Carbon dioxide is supposed to be the "normal" atmospheric composition of a terrestrial planet. This generalization might seem wrong at first, because only a couple of planets follow it. Mars and Venus have CO2 atmospheres, but the Moon and Mercury have no significant atmospheres, and the Earth has a nitrogen and oxygen atmosphere with very little CO2. But let's look more closely at the physical conditions on each planet. All of the terrestrial planets (and the Moon) started out warm enough to have volcanism, as we can see from lava plains on the Moon, Mercury, Mars, Venus, and Earth. When volcanoes erupt, they emit carbon dioxide and water vapor gases. So the natural by-products of molten terrestrial planet interiors are CO2 and H2O gases.
Volcanoes, however, aren't the only thing impacting the atmospheric compositions. The Moon and Mercury are small and have weak gravity, so they lost their original atmospheres over time. Energetic photons from the Sun can break H2O molecules into separate H and O atoms. These light weight elements are subject to huge accelerations when they are impacted by molecules. Hydrogen has an atomic weight of 1, oxygen has a weight of 16, water vapor has a weight of 18, and carbon dioxide has a weight of 44. From the kinetic theory of gases, we know that in a mixed atmosphere of gases, light atoms or molecules can collisionally be accerated to high velocities — even to the escape velocity of their host planet. So we would expect H to escape easily, and CO2 to be retained. We can combine this principle with the chemical properties of gases to explain why the terrestrial planets have such different atmospheres.
On Venus and Mars, the H2O was broken down, leaving CO2 molecules behind. If water molecules are broken into H and O atoms, the hydrogen quickly leaks away, and the water molecules can't re-form. The O atoms left behind do not accumulate in the atmosphere, because they are so reactive. Instead, they react with surface minerals, oxidizing them, and end up trapped in the rocks and soil. This was how the iron minerals on Mars were oxidized, producing the planet's characteristic rusty color. Any water in the Martian atmosphere that didn't break up and escape was frozen into the polar ice caps and permafrost layers beneath the surface.

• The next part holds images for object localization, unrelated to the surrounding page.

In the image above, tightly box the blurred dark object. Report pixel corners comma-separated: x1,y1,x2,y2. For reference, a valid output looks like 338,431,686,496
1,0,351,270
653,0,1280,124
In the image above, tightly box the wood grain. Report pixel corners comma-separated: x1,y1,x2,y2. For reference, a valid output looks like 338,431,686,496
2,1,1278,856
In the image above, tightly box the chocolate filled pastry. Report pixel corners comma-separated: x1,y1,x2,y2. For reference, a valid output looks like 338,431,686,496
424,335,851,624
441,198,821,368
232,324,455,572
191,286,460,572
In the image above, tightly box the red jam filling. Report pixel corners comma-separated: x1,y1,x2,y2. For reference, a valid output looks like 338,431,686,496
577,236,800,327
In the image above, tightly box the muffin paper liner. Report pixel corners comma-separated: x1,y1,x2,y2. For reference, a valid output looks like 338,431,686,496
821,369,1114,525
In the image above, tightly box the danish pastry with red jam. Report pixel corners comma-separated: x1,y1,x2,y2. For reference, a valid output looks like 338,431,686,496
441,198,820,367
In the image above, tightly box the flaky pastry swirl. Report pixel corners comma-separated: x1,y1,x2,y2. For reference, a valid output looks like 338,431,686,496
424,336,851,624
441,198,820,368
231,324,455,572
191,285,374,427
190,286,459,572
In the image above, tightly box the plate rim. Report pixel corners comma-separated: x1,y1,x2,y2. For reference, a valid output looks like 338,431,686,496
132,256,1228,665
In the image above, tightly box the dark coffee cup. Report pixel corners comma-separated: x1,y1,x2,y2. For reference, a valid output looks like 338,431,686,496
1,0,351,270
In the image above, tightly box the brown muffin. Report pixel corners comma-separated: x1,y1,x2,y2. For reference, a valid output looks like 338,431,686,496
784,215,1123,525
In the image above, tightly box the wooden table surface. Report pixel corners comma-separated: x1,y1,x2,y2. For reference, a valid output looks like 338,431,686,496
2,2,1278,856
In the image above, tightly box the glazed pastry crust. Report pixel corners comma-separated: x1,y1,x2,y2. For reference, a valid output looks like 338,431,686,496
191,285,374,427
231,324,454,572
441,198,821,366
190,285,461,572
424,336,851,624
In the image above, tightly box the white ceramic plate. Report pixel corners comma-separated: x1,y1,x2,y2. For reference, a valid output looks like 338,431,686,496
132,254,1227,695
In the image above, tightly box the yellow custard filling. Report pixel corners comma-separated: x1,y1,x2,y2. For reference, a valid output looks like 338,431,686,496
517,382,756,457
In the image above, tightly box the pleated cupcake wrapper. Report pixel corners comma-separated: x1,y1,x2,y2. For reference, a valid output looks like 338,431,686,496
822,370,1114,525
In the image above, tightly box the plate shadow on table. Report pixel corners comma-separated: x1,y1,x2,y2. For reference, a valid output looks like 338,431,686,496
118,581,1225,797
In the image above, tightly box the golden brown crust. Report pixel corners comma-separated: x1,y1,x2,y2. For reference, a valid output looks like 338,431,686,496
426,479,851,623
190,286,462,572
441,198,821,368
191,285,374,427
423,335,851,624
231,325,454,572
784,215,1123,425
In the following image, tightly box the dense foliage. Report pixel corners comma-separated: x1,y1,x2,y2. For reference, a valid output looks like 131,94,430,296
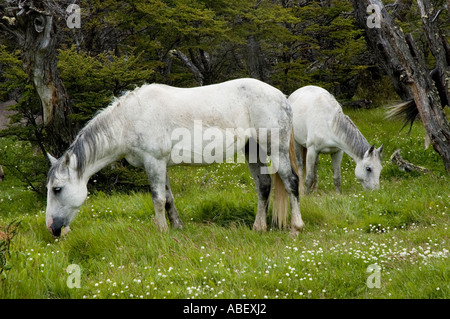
0,0,448,190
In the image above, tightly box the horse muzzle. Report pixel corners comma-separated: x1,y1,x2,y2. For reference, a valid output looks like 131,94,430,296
47,217,70,238
362,182,380,191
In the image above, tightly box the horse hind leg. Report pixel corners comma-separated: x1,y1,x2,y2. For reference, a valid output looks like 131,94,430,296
165,174,183,229
245,140,271,231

Mars and Venus both have CO2 atmospheres, but they are very different thicknesses. Venus's atmosphere is about 90 times as thick as the Earth's, while the atmospheric pressure at the surface of Mars is less than one percent of that on Earth. The difference between the atmospheres is mainly due to the planets' sizes; Mars is smaller, and its gravity was too weak to retain more than a thin CO2 atmosphere.
Earth's atmospheric evolution broke from this standard pattern. Unlike the other planets, it is at just the right temperature for H2O to condense into liquid water and form oceans, instead of remaining gaseous in the atmosphere. Once liquid oceans were present, CO2 readily dissolved into them, forming a weak carbonic acid solution. The carbonic acid reacted with rocks to form carbonate mineral deposits. This process removed huge amounts of CO2 from the atmosphere and deposited it as rocks. Once the CO2 was removed, or scrubbed, from the planet's atmosphere, the Earth was left with an unusual atmosphere of mainly nitrogen (N2), which would otherwise have been an obscure trace gas. Note that N2 is a heavy gas, with an atomic weight of 28, so it is easily retained by the Earth's gravity.
There is an elegant test of this explanation for the uniqueness of Earth's atmosphere. Earth and Venus are similar in size, so they should have originally produced similar amounts of CO2. The CO2 would be in the atmosphere on Venus, but trapped in rocks on Earth. Scientists have made inventories of the total amounts of CO2 contained in terrestrial rocks, and they found that the Earth has almost exactly the same amount of CO2 in its rocks as Venus has in its atmosphere.